As an urban planner and architect, Jeff’s area of expertise and interest is in urban and regional planning for food and how to integrate responsible developments for a growing population within the context of sustainable food production. There is much more to be done in this space and I hope he will be one of the leading lights!
Local community and household resilience
He passed the talk over to me to discuss the benefits of sourcing food locally and household resilience. I presented listeners with a few ideas, simple tips and some examples of what we have done in our personal household. I also touched on just a few of the initiatives gaining traction in our local area of Mundaring and the broader Perth Hills region including:
- Food swaps – Hills Food Share (third Sunday of the month)
- Community seed banks – Mundaring in Transition has just launched a communal seed bank in partnership with the Mundaring Library to encourage locals to plant their own gardens.
- Farmers markets – Mundaring and Kalamunda
- Community gardens – Glen Forrest
- CSA (community supported agriculture) groups
- Buyers’ clubs (bulk meat) – Southamption Homestead, Woodglen Beef
- Map of local producers – one of the great initiatives by Mundaring in Transition at this event is putting together a map of the Shire of Mundaring that shows the location of local producers to help us find them.
You never know what sort of audience you’re going to get at a forum like this, which makes it difficult to pitch the right tone and content. I felt like I was telling my ecologically-minded, DIY audience how to suck eggs, but they all nodded politely so I think I got away with it. I figure it’s all good presentation practice anyway, which is what I’ve been preaching to my two young sons who just completed their school public speaking competition.
While I admit that Jeff drew me into this not entirely voluntarily, I’m glad I participated, regardless of the value I may or may not have contributed. For me, it was a great opportunity to:
- talk about my passion for sustainable food systems, permaculture and growing food
- volunteer my time (which I don’t do enough)
- get involved in my local community
- contribute to a grass roots cause that’s trying to make a positive difference to our world.

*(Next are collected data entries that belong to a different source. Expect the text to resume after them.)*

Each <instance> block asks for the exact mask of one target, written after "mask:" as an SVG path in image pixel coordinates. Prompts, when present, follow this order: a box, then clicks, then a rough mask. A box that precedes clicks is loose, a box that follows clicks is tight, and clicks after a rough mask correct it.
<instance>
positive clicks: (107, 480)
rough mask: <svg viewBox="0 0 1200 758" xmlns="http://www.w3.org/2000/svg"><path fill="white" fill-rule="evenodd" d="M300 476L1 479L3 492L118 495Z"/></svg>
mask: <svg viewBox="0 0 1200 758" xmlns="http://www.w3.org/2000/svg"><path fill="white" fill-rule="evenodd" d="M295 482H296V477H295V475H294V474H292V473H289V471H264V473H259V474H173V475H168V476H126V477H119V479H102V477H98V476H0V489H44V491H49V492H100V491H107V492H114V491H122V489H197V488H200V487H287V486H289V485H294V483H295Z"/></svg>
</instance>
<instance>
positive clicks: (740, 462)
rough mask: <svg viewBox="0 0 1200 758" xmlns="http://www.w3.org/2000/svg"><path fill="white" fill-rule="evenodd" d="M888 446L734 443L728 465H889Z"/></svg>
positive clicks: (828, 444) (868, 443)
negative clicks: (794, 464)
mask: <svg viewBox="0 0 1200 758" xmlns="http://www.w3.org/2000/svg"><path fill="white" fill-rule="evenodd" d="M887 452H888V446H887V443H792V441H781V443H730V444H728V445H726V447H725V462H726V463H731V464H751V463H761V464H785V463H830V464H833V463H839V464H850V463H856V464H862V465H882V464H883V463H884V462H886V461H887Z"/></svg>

There’s a scent of change in the wind
It’s probably confirmation bias, but I think the Blue Sky Festival tapped into a growing shift in thinking that’s shunning overt consumerism, and wasteful and environmentally damaging behaviour. The more I read in books, newspapers and online, the more it feels like the pendulum is swinging back towards valuing the simple things in life: home-grown and home-made, connecting with neighbours and community, wanting less and getting more.
Sometimes the world in which I’m bringing up my kids terrifies me. But more often, I am filled with gratitude and joy for the amazing life we lead and the plethora of opportunities available to us. I hope that we can right this ship so that in 20 or 30 years’ time my kids’ generation won’t despise us for leaving them a ruined planet.